Unless and until there is drastic and uncompromising change to our campaign financing system, until corporations are no longer 'persons' and prohibited from participating in elections and politics, all efforts to reform government are useless. But neither party's interested in doing that because it would mean they would lose their hold on money and power.
Any party that doesn't have that as their first order of business (particularly after the Citizens United decision and the overwhelming public support for reform) is d!rty, r0tten and corrupt to the bone.
I'm an old, lifelong Democrat saying that. I've never voted Republican, and I can't see voting for another Democrat again. But I think it's too late for that, for this "noble experiment" continuing the US as we've known it and as it was intended (a democratic republic) by the framers. What's at the root of the problem could only have been remedied had Obama come into office investigating and prosecuting the Bush administration and restoring the 'rule of law'.

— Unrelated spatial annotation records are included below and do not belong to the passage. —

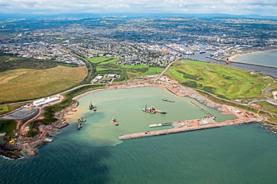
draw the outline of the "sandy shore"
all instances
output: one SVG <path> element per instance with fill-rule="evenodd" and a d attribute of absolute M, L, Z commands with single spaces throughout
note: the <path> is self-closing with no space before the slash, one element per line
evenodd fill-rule
<path fill-rule="evenodd" d="M 268 52 L 268 51 L 277 51 L 277 48 L 271 49 L 269 49 L 269 50 L 252 50 L 252 51 L 250 51 L 247 52 L 239 53 L 239 54 L 234 55 L 233 55 L 231 57 L 228 57 L 229 61 L 236 61 L 236 60 L 235 59 L 235 58 L 236 57 L 239 56 L 240 55 L 251 54 L 251 53 L 255 53 Z"/>

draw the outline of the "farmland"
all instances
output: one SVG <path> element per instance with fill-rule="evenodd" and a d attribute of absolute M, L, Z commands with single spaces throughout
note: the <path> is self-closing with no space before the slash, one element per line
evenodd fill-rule
<path fill-rule="evenodd" d="M 175 63 L 165 73 L 189 87 L 203 90 L 226 99 L 261 97 L 269 78 L 256 72 L 220 64 L 184 60 Z"/>
<path fill-rule="evenodd" d="M 0 102 L 37 98 L 58 92 L 80 83 L 87 74 L 84 66 L 6 70 L 0 73 Z"/>

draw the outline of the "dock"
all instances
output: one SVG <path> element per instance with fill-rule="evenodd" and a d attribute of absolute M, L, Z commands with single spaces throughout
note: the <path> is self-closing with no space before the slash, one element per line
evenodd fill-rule
<path fill-rule="evenodd" d="M 153 124 L 149 125 L 149 127 L 162 127 L 163 126 L 167 125 L 172 125 L 172 123 L 159 123 L 158 124 Z"/>
<path fill-rule="evenodd" d="M 247 118 L 239 119 L 236 120 L 228 120 L 222 123 L 214 122 L 211 124 L 197 125 L 196 124 L 199 122 L 198 120 L 192 120 L 182 122 L 173 122 L 177 125 L 180 124 L 180 126 L 176 126 L 175 128 L 161 130 L 151 132 L 140 132 L 137 133 L 133 133 L 130 134 L 125 134 L 121 135 L 118 137 L 120 140 L 127 140 L 133 138 L 147 138 L 153 136 L 158 136 L 171 134 L 175 134 L 181 132 L 186 132 L 189 131 L 193 131 L 198 130 L 205 130 L 208 129 L 212 129 L 215 128 L 221 127 L 226 126 L 232 126 L 235 125 L 239 125 L 246 123 L 251 123 L 253 122 L 259 122 L 263 121 L 263 118 Z M 188 125 L 185 125 L 185 123 L 189 123 L 192 124 L 191 126 L 188 126 Z M 182 124 L 184 124 L 184 126 Z M 182 124 L 182 125 L 181 125 Z M 159 124 L 157 124 L 159 125 Z"/>
<path fill-rule="evenodd" d="M 202 111 L 204 111 L 205 112 L 206 112 L 206 113 L 207 113 L 209 115 L 211 116 L 211 117 L 213 117 L 214 118 L 216 117 L 216 116 L 214 116 L 213 114 L 211 114 L 210 112 L 208 112 L 208 110 L 207 110 L 205 109 L 200 107 L 199 105 L 198 105 L 197 104 L 196 104 L 195 103 L 194 103 L 192 101 L 190 101 L 190 103 L 191 103 L 193 105 L 195 106 L 196 107 L 201 109 Z"/>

Bush and Cheney exploited the inherent weaknesses in the Constitution: The precarious balance of power between the three branches of government.
As president, you've got to really want the US to work, to exist, to not exploit the loopholes in the Constitution that keep our three-branches of government precariously balancing the democracy. But Bush-Cheney drove tanks through the loopholes, breaking the law and with no apparent concern for exposing the loopholes or any consequences.
That fact alone casts suspicion on Obama's good intentions after his failure to investigate and prosecute and his continuing Bush's 'unitary executive' practices (and expanding them, with "indefinite preventive detention" of American citizens and the k!IIing of Americans with no due process or oversight).
There was a coup d'etat in this nation, a bloodless one, but a coup nonetheless. And both parties are in on it.